If you’ve ever wondered what a crocodile sounds like, we’re willing to bet you weren’t imagining this. One fun-size, West African crocodile inexplicably sounds just like a cow – and the revelation could be useful for conservationists trying to keep tabs on the tiny reptiles.
The African dwarf crocodile (Osteolaemus tetraspis) is the smallest extant species of crocodile, but what it lacks in stature, it more than makes up for in unusual vocalizations. Audio recordings reveal its uncanny, cow-like calls, as well as three other noises also resembling familiar sounds.
Far from being just an a-moo-sing discovery, this could also aid conservation efforts (O. tetraspis are classified as vulnerable in the IUCN Red List), providing a reference for species identification. “The data can further contribute to landscape-wide biodiversity monitoring and counter-poaching activities, as well as improving our understanding of crocodilian ecology and behaviour,” the authors write in their study.
In fact, acoustic techniques are becoming invaluable tools for monitoring species and biodiversity. They are particularly useful for forest-dwelling crocodiles, such as O. tetraspis, which can be very difficult to spot using sight alone.

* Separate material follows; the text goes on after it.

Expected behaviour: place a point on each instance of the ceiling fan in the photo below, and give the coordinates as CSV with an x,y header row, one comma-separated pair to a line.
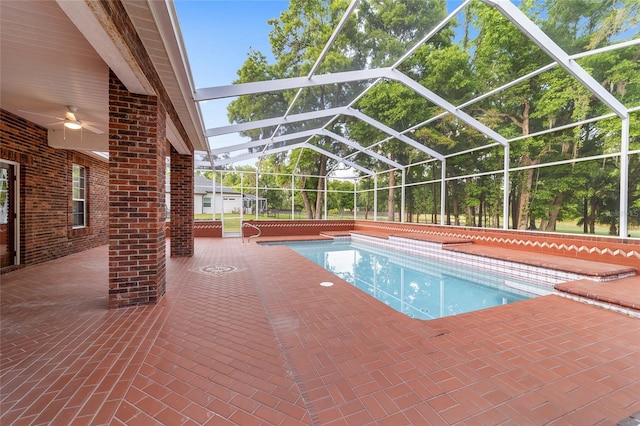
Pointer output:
x,y
70,121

Unfortunately, the vocal repertoire data for many species is still subpar, O. tetraspis included.
“It’s a species that really nobody knows about,” first author Agata Staniewicz told New Scientist.
But that might be about to change, with the discovery of their unique, bovine babble thrusting them into the spotlight.
Recording and cataloging the vocalizations of two captive adult African dwarf crocodiles, the team gleaned some unexpected insights into the elusive creatures. When they compared 97 vocal signals captured from the pair with 201 suspected O. tetraspis calls recorded in the wild in Gabon, the team identified four types of calls, in both wild and captive crocs, that had never been identified before in crocodylids.
These, they have named “drums”, “rumbles”, “gusts”, and “moos”, after familiar sounds they are akin to. Gusts, for example, as their name suggests, sound like a howling wind:
The lower-frequency sounds (drums, rumbles, and gusts) are difficult to make out, but the moos are much clearer, sounding eerily like their namesake:
One species of Chinese alligator may moo too, but apart from that it is virtually unheard of, Staniewicz told New Scientist, making O. tetraspis an oddity among crocodylids, or one in a moo-llion, if you will.
The study is published in the African Journal of Herpetology.